Peadar O’Donnell (22 February 1893 – 13 May 1986) was a TD, republican, writer and champion of many radical causes throughout his lifetime. One of nine children born in Meenmore, near An Clochán Liath, County Donegal, his career encompassed trade union militancy, war of independence and civil war service, imprisonment, campaigns against nuclear power and apartheid. O’Donnell was also in Spain during the Spanish civil war, though he was not a combatant.
He opposed the Anglo Irish treaty and was placed in command of the minority anti-treaty 1st Northern Division, and was a member of the IRA executive that occupied the Four Courts in Dublin in defiance of the provisional government.
He was banned from entering the United States for several decades due to his alleged ties to communism, although he maintained: ‘My relations with all the great powers continue to be friendly.’
However, he will be known in Achill for his support of emigrants’ rights following the 1937 Kirkintilloch Bothy Fire which claimed the lives of 10 young migrant workers from Achill.
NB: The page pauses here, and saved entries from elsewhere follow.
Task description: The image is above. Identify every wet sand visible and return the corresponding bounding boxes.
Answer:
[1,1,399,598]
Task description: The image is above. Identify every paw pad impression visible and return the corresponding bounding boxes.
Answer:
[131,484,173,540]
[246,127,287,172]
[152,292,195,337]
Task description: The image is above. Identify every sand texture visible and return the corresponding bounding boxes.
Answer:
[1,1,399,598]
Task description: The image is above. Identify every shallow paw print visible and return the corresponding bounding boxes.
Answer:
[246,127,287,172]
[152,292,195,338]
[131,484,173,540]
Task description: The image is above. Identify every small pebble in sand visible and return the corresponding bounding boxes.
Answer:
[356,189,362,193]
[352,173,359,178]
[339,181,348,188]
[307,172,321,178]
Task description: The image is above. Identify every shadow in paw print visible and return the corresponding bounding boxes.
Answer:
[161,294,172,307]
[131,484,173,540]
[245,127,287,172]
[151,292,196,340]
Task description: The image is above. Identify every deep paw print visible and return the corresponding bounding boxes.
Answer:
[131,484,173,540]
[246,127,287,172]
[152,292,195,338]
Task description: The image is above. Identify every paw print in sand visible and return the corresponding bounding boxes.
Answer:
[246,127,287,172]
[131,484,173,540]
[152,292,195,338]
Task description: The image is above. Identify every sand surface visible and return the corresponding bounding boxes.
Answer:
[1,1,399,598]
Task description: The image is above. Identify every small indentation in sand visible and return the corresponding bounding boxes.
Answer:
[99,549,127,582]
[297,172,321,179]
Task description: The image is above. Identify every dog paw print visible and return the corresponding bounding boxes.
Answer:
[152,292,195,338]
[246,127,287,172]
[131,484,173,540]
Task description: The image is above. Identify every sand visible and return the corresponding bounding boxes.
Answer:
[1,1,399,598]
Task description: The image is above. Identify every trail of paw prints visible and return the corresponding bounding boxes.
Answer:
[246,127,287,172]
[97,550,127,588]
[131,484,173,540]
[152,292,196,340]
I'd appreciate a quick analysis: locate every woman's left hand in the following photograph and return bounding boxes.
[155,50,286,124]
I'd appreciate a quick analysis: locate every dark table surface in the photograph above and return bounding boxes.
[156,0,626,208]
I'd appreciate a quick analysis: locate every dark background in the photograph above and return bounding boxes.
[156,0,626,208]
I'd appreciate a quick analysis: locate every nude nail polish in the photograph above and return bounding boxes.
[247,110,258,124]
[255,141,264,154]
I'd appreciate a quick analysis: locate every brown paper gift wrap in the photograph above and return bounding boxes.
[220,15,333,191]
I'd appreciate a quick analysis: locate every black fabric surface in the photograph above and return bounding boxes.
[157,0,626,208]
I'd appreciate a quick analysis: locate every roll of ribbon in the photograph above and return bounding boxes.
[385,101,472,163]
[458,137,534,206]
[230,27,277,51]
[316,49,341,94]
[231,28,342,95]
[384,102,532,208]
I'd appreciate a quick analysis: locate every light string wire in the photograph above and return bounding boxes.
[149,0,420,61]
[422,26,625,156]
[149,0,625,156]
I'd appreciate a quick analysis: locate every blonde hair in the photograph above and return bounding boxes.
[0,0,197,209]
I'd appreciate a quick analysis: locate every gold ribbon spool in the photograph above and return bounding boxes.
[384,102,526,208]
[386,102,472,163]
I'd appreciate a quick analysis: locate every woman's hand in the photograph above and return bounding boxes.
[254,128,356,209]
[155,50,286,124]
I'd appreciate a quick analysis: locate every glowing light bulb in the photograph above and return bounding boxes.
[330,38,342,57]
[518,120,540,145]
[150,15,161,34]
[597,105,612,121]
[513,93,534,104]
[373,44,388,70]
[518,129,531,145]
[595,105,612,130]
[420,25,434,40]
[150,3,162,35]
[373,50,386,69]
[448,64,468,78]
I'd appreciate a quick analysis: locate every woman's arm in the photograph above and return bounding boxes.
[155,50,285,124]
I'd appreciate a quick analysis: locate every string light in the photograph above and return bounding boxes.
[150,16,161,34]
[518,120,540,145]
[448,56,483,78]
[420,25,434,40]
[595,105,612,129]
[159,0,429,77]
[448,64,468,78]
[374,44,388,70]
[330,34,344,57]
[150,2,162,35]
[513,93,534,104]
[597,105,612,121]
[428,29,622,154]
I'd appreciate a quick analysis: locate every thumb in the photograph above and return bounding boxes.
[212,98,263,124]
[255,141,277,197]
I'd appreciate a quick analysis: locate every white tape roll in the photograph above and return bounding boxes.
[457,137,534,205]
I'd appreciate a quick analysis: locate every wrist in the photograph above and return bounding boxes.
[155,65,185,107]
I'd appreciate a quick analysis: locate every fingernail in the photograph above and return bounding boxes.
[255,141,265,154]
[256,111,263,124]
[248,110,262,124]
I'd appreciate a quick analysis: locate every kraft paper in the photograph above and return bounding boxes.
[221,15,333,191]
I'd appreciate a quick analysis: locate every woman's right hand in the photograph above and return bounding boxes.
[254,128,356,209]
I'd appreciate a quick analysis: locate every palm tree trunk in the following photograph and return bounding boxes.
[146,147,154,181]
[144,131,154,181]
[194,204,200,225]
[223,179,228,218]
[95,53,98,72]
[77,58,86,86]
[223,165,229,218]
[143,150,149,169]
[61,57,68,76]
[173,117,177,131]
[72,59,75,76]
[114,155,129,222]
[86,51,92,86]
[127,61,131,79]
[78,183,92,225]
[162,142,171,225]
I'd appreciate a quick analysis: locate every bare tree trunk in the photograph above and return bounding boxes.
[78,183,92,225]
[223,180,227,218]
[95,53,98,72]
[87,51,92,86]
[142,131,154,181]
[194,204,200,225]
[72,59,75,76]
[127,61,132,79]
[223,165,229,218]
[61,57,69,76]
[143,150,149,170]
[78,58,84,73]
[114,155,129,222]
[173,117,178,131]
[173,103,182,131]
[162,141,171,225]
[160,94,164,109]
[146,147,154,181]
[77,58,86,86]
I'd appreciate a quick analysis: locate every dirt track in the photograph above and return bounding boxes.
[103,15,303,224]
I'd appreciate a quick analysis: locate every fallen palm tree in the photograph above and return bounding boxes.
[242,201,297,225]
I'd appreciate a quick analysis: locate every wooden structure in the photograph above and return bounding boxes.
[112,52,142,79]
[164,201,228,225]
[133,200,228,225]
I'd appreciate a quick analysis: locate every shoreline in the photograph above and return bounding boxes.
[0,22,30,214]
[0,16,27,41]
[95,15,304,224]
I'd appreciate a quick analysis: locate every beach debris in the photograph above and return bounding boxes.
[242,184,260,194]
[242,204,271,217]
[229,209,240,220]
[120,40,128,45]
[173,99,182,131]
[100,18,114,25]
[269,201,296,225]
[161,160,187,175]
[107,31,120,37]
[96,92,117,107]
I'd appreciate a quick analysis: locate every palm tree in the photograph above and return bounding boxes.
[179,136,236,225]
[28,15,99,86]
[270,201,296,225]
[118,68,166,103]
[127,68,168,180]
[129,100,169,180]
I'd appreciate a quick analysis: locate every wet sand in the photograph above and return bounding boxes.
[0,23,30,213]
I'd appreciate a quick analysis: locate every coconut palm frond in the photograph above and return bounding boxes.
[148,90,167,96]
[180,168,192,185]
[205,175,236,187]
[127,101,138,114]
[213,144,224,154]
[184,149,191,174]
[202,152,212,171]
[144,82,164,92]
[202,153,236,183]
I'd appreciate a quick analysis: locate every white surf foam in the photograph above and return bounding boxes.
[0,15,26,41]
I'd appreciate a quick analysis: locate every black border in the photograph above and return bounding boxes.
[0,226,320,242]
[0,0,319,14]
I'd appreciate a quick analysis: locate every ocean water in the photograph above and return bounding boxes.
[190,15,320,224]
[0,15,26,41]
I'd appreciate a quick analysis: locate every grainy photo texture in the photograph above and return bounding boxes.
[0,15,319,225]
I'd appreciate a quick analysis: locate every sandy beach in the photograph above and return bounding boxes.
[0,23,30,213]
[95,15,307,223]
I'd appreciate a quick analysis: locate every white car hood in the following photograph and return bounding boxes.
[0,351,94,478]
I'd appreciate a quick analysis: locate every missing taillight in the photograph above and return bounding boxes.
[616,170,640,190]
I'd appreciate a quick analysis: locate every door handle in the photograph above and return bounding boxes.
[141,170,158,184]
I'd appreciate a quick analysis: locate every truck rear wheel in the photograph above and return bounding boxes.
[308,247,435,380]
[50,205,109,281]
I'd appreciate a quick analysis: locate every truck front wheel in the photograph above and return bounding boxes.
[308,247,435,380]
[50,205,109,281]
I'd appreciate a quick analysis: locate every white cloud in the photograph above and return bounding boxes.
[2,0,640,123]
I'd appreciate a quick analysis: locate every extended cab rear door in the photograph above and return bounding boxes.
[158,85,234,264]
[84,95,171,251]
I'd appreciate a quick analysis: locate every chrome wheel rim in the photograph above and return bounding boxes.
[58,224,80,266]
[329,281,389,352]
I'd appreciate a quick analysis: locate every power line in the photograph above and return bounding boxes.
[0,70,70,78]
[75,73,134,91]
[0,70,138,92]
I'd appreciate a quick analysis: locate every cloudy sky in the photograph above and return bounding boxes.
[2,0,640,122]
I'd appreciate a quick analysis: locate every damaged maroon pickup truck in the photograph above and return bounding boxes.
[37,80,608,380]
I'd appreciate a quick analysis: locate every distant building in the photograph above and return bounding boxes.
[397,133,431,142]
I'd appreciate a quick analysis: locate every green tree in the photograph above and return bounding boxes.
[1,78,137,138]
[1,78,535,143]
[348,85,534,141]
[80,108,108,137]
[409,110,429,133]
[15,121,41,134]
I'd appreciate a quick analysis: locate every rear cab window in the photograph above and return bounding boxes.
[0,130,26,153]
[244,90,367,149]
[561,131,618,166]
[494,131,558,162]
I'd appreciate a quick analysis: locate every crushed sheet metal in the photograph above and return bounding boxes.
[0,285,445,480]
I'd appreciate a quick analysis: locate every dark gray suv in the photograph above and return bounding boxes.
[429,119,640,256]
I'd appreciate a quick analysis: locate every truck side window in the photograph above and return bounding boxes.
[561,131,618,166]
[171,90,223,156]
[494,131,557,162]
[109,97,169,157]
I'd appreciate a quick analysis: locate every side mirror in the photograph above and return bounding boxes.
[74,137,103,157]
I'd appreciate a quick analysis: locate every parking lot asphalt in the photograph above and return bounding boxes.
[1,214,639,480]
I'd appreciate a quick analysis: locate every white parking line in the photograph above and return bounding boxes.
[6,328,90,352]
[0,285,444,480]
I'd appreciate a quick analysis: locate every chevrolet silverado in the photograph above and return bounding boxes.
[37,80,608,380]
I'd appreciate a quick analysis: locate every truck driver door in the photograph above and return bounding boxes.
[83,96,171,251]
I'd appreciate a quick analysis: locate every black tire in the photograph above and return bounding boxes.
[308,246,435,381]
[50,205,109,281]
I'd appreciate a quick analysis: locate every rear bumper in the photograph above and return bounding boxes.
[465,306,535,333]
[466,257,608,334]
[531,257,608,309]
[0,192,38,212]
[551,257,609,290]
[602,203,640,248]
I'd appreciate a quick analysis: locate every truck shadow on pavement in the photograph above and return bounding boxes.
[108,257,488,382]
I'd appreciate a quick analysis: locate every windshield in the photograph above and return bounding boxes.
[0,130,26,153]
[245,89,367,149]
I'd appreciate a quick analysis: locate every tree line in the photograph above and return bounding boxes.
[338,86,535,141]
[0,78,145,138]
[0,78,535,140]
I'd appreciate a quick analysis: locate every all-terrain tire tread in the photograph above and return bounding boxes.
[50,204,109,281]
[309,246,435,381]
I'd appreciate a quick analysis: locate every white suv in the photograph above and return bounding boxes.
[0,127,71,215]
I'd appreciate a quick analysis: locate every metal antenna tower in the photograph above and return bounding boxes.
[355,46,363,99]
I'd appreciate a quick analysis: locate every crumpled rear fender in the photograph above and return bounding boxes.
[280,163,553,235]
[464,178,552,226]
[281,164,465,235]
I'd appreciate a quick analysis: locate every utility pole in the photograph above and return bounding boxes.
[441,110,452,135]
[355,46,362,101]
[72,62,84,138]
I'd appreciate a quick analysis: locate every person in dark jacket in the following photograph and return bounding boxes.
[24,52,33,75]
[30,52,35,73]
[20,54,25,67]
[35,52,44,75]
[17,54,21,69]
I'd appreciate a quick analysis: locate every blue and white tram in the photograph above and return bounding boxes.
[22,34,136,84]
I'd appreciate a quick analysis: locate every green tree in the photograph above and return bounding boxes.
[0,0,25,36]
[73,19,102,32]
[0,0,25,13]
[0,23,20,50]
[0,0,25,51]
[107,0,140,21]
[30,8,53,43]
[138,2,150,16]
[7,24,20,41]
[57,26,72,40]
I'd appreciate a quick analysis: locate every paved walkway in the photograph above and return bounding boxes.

He travelled to Scotland and pushed for better conditions for workers. He kept Achill people and the families of the tragic 10 abreast of his campaign by telegram to Brett’s in Achill Sound signing off his name as “Misneach” or “Courage”.
One local historian has no doubt that President Higgins, who has long been an admirer of O’Donnell, chose ‘Misneach’ as the name for his new dog in tribute to him and his legacy in bringing about real and lasting change for migrant workers.
“It is unthinkable that all this will not bring forth a real effort to better the conditions…”– Peadar O’Donnell speaking in the aftermath of the Kirkintilloch Bothy Fire
“The Tattie Hokers”
His name is featured along with local man Michael McHugh in Michael O’Donnell’s poem “The Tattie Hokers” for their work on the migrant rights of the people of Achill and Donegal:
“‘Twas because we were poor we picked their potatoes, Because we were Irish, we lived in their barns.
But Michael McHugh and Peadar O’Donnell,
Brought a change to the bothies, a new era was born.”
You can read the full poem here
After several months of ill-health following a heart-attack, O’Donnell died in Dublin, aged 93, on 13th May 1986. He was cremated in Glasnevin and his ashes were buried at his wife’s home in Swinford, Co. Mayo.
He once remarked how the majority of the causes he fought for ended in failure, however his fight for the migrant worker yielded success
Although O’Donnell once remarked that every cause he fought for was a failure, he is now regarded as one of the most influential socialist republican theorists and an important voice of dissent in twentieth-century Ireland.